WILLIAMSON COUNTY, Texas - The Williamson County Sheriff's Office is hoping they can better educate drivers in order to protect first responders.
This follows the recent death of a DPS trooper in Temple whose vehicle was hit from behind during a traffic stop.
They are doing an operation dedicated to enforcing the state's Move Over/Slow Down law. The goal is to remind the public what to do when encountering an emergency vehicle that is stationary.
Sixty-three year old Senior Trooper Thomas Nipper died in the line of duty on November 9th in Temple. He was conducting a traffic stop on southbound I35 when his patrol car was struck from behind. Williamson County Sheriff Robert Chody doesn't want to see that happen again.
"They really don't realize the consequences of one bad decision, not obeying this Move Over law. Law enforcement is paying the price, emergency vehicles, first responders, tow truck drivers, transportation drivers for the state, are paying the price for one mistake. They're dying and just recently we experienced that exact situation," said Sheriff Robert Chody, Williamson County Sheriff's Office.

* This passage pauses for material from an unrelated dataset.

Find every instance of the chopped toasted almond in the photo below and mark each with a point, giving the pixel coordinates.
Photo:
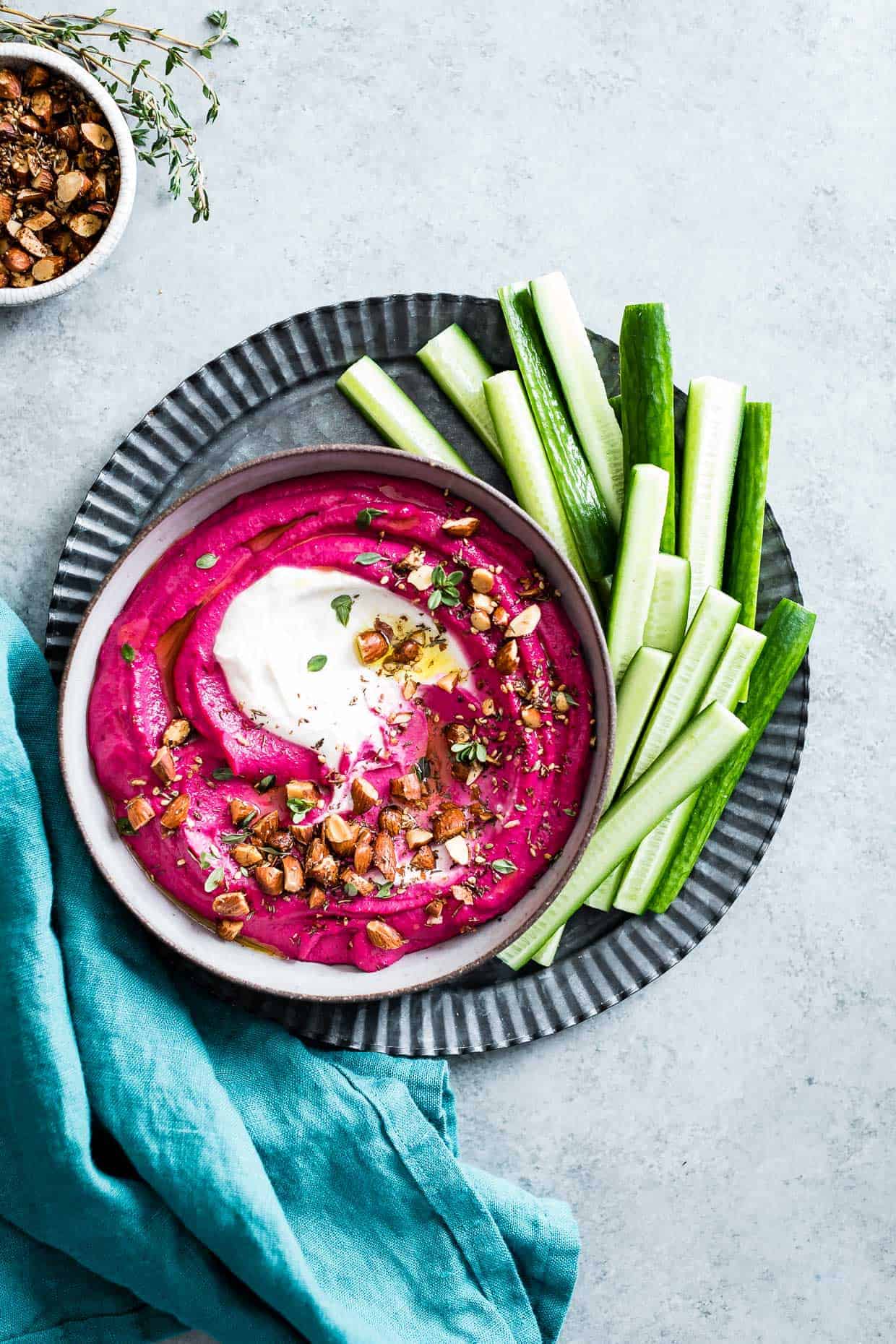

In response, the Williamson County Sheriff's Office is doing an operation dedicated to enforcing the state's Move Over law. The law requires motorists to move out of the lane closest to the emergency vehicle when possible or reduce their speed to 20 miles per hour below the posted limit. The driver must slow down if the road does not offer multiple lanes.
"We don't want to write you a ticket but, I also don't want to go over there and pick up one of my deputies who is seriously injured or even killed because those things are occurring and we take that serious," said Sheriff Chody.
You must also reduce your speed to 5 miles per hour if you're on a roadway with a speed limit of 25 miles per hour or less. Sheriff Chody says even an accident at 25 miles can do great harm.
Just this past May the Sheriff's Office did a three day operation:
Day 1: 77 citations.
Day 2: 93 citations
Day 3: 70 citations
Total: 240 citations
Some violations included passing a stationary emergency vehicle and speeding.
"When you talk about 240 citations, in a three day period, that's a lot of tickets. Again, it demonstrates the lack of understanding of the law," said Sheriff Chody.
Sheriff Chody said ideally they would like to do this operation three to four times a year.